Manuscript ID: biology-2985859

Article Type: Brief Report

1. Recommendation

Minor Revision

2. Comments to Author an Editor:

The presence of autoantibodies during and immediately after recovery from a viral infection episode is a common phenomenon. Generally, these antibodies disappear relatively quickly during the weeks following the onset of the infection. However, in some viral infections (for example, by Epstein-Barr virus and by citomegalovirus) the titles of autoantibodies may persist raised and associated with reumatological manifestations.

The infection by SARS-CoV-2 is also associated with the production of autoantibodies during the acute phase of COVID-19 (it contributes to the pathological events that characterize this phase of the disease). These autoantibodies, as it occurs in other viral infections, generally disappear from the circulation during the weeks following the infectious episode. Nevertheless, some studies have demonstrated the persistence of autoantibodies in individuals who suffer from post Covid syndrome. In fact, it has been reported cases of autoimmune diseases after COVID-19 in patients without prior autoimmunity; among them, arthritis, lupus erythematous systemic and myositis.
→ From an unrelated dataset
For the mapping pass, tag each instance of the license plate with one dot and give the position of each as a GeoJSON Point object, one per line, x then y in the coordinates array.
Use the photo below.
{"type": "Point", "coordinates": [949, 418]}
Having said that, it has been a pleasure to revise the manuscript “Autoimmunity against nucleus ambiguous is putatively possible in both post-Covid and vaccinated subjects but vaccine 3 seems to protect from long-Covid syndrome: scientific evidences and working hypothesis”, submitted for publication in Biology. In general, I consider that we are in the presence of a useful and interesting work that, after some necessary changes, must be published .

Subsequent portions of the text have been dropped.